Training files for Greek cursive script (in early print)
This repository contains ground truth and pre-trained models for Kraken and for Calamari.
The folder gt
contains ground truth made from the exemplar of the edition of John Chrysostom's works by Henry Savile, ed. Eton (John Norton), Tom. V, 1612, which is today at Bayerische Staatsbibliothek München, Res/2 P.gr. 55-5, and was made available in digitized form at http://mdz-nbn-resolving.de/urn:nbn:de:bvb:12-bsb10870413-4 (subfolder Savile
) and from the exemplar of ΣΕΙΡΑ ΕΝΟΣ ΚΑΙ ΠΕΝΤΗΚΟΝΤΑ ΥΠΟΜΝΗΜΑΤΙΣΤΩΝ ΕΙΣ ΤΗΝ ΟΚΤΑΤΕΥΧΟΝ ΚΑΙ ΤΑ ΤΩΝ ΒΑΣΙΛΕΙΩΝ ΗΔΗ ΠΡΩΤΟΝ ΤΥΠΟΙΣ ΕΚΔΟΘΕΙΣΑ ... ΓΡΗΓΟΡΙΟΥ ΑΛΕΞΑΝΔΡΟΥ ΓΚΙΚΑ, ΤΟΜΟΣ ΠΡΩΤΟΣ, Leipzig 1772, which is today at Staatsbibliothek zu Berlin Preußischer Kulturbesitz, 2" B 1774-1, and was made available in digitized form at http://resolver.staatsbibliothek-berlin.de/SBB00028A5400000000 (subfolder CatenaLipsiensis
, NFC; there's a subfolder with ground truth in NFD).
The photos were pre-processed with ScanTailor, esp. in the Catena Lispiensis the two columns were manually split.
For the transcripts of Savile
the text in the Patristic Text Archive was used; the transcripts of Catena Lipsiensis
were made by Janina Skóra and Karin Metzler and converted to plain text.

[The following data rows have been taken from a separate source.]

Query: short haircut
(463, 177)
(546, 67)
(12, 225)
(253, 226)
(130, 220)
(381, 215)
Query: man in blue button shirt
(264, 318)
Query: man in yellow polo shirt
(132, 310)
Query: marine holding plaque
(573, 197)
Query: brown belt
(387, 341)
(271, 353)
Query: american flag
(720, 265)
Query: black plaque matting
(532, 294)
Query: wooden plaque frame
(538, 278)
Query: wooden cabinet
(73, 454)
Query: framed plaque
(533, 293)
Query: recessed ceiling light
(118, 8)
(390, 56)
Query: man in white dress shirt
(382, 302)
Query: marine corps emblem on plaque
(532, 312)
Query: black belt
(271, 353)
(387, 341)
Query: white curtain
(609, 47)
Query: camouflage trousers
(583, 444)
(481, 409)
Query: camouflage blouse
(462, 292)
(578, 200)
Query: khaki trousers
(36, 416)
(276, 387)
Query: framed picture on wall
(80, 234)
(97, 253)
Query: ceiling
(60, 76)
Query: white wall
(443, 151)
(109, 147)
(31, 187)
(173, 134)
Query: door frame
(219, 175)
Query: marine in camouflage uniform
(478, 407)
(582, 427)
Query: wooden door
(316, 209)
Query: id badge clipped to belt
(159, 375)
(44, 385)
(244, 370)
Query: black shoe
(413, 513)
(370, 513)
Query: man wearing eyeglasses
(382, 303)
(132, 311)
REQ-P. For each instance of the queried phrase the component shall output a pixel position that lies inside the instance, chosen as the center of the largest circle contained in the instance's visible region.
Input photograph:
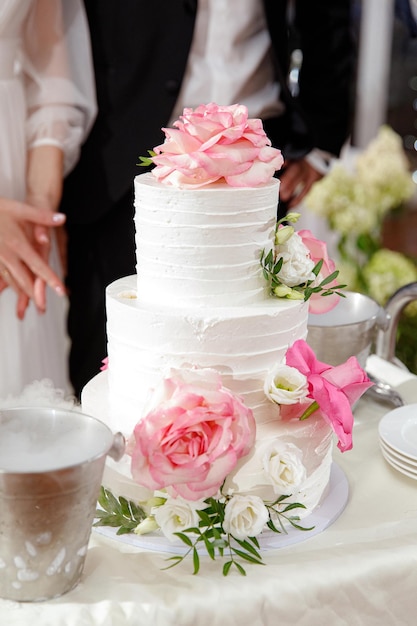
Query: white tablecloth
(362, 570)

In the folder calamari-models
is a ensemble of models that was trained via calamari-cross-fold-train
on the Catena Lipsiensis ground truth.
In the folder kraken-models
are models that were trained on the Savile or the Catena Lispiensis ground truth on several machines. -nfc and -nfd-models are trained on Unicode precomposed and decomposed text respectively.
Evaluation data is in folder eval
.